Although evidence is accumulating in support of an interventional “window of opportunity” for estrogen treatment in the reduction of CHD in early postmenopausal women,[4] the nature of the association between CHD risk and loss of ovarian function (menopause) is still controversial. For example, in a meta-analysis of 18 studies, no relationship between postmenopause status and cardiovascular disease was found, and only a modest effect of early menopause (surgical > natural) was observed.[5] Conflicting data on this subject may be due, in part, to the inability to account for the variability in type of “menopause” being investigated, including natural versus surgical (hysterectomy with or without oophorectomy) and early (premature ovarian failure) versus later menopause. Furthermore, it has not been possible in most studies to account for variations in the length of the menopausal transition (2-10 years) or to account for women who may have experienced reproductive dysfunction prior to the menopausal transition. Data from women and nonhuman primates suggest that premenopausal ovarian function may affect risk for chronic disease postmenopausally.[6,7] More precise estimations of ovarian reserve using antimüllerian hormone (AMH), along with application of improved clinical staging of reproductive aging using criteria such as those from Stages of Reproductive Aging Workshop criteria[8] for the classification of women in the menopausal transition, may increase understanding of the aforementioned relationships.
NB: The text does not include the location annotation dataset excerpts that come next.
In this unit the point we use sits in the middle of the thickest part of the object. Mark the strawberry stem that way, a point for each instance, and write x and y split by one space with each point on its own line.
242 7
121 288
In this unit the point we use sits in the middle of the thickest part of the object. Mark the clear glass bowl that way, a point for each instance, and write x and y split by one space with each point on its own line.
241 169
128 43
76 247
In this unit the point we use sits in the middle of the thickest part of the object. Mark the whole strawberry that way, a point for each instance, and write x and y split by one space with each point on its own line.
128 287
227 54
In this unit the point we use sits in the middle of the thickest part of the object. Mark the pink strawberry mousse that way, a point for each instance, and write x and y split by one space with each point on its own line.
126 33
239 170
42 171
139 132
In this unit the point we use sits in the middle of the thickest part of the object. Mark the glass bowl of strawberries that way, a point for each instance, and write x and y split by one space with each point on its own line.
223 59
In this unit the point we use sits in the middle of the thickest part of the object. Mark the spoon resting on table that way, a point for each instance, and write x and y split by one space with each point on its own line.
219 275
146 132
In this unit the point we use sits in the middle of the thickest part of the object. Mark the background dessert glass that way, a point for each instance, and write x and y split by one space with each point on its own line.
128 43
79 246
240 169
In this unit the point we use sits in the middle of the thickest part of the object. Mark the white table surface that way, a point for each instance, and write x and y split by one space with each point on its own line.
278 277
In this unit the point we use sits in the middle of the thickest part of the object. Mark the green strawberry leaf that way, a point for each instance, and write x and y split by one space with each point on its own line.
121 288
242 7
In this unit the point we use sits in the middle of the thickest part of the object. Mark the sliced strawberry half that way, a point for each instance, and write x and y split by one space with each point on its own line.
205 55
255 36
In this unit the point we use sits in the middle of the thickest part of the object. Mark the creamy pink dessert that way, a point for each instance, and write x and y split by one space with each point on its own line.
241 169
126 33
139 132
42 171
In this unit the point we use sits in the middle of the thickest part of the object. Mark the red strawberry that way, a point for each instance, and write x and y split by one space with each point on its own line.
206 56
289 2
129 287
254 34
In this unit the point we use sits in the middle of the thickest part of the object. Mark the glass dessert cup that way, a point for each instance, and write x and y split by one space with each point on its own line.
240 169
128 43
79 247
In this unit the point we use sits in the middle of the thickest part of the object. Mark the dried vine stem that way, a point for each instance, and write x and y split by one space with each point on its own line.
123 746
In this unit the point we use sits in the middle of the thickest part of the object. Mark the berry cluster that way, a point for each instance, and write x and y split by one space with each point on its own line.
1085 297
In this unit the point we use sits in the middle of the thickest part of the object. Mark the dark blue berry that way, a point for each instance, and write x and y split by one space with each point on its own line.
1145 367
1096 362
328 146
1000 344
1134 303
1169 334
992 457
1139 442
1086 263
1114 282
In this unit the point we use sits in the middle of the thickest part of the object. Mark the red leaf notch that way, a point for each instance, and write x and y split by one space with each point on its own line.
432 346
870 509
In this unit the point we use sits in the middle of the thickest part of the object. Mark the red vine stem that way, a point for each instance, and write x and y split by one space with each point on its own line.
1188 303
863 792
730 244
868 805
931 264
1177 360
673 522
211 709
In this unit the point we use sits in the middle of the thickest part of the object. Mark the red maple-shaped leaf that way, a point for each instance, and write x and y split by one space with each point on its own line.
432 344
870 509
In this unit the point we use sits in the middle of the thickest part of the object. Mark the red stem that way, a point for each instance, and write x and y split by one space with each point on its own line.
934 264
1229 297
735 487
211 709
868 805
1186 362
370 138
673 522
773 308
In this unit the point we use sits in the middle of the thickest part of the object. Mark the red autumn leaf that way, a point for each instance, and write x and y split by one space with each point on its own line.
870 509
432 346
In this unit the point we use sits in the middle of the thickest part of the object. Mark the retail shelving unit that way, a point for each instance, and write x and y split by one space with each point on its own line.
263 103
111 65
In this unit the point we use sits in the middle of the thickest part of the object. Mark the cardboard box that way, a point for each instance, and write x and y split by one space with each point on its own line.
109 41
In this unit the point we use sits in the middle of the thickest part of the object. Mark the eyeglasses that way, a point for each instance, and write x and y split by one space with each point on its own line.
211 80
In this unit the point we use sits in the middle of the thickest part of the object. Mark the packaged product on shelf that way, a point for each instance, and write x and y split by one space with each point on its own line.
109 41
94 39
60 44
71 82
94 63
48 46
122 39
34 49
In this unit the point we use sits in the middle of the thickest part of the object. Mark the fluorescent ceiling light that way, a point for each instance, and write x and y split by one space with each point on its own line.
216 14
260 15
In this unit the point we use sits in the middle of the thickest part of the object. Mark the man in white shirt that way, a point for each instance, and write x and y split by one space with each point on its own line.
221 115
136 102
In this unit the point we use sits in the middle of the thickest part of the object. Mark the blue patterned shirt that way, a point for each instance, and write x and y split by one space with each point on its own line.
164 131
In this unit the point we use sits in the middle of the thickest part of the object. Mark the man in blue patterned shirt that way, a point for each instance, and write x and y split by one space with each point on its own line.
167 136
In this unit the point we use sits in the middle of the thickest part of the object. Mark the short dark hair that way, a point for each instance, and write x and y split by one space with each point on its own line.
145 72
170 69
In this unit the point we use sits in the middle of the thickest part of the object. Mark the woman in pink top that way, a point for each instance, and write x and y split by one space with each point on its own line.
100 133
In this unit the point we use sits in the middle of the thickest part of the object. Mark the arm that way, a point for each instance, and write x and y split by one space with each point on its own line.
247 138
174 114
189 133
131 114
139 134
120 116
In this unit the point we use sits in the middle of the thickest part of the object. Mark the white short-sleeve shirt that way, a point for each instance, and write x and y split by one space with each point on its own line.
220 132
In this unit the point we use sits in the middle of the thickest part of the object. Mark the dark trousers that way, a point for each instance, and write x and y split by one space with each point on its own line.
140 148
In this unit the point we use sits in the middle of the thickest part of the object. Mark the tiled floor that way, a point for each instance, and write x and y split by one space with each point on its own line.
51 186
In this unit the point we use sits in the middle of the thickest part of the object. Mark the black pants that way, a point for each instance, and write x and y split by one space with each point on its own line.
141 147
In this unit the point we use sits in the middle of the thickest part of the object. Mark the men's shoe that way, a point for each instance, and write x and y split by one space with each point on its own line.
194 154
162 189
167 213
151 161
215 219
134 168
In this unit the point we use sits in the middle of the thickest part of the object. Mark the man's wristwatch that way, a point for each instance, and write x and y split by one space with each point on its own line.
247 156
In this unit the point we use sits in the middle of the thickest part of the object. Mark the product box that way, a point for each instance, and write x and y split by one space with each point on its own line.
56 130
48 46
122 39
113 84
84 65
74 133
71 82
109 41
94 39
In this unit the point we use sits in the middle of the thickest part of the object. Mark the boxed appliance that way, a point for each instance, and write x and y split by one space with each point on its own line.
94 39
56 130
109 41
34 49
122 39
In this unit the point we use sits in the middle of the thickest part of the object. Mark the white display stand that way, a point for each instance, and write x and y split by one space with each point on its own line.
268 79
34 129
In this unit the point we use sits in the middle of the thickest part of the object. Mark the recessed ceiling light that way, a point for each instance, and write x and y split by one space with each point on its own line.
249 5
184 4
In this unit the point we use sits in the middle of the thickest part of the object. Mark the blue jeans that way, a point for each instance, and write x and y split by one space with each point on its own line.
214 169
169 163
AMH is a protein hormone in the transforming growth factor-[beta] family and is produced by the granulosa cells of small growing (preantral and small antral) follicles in the ovary of rodents and nonhuman and human primates. AMH is positively correlated with primordial follicle numbers (ovarian reserve) in both women[9,10] and Old World nonhuman primates[11] (r > 0.7 for both). Decreases in AMH parallel follicle loss as women approach menopause,[12] and AMH has been reported to fall to very low levels as early as 5 years before the final menstrual period.[13] Although AMH’s main role is believed to be the regulation of primordial follicle recruitment,[14,15,16,17] recent reports in mice indicate that AMH may have neuroprotective effects in the brain.[18] It is not known currently whether AMH has direct effects on other nonovarian tissues.

The purpose of the study presented here was to determine retrospectively whether premenopausal ovarian reserve, as indicated by plasma AMH concentration, is associated with subsequent atherosclerosis progression. The data thus represent an opportunistic observation from a larger study designed to determine the effect of ovarian reserve on risk for chronic disease.[19]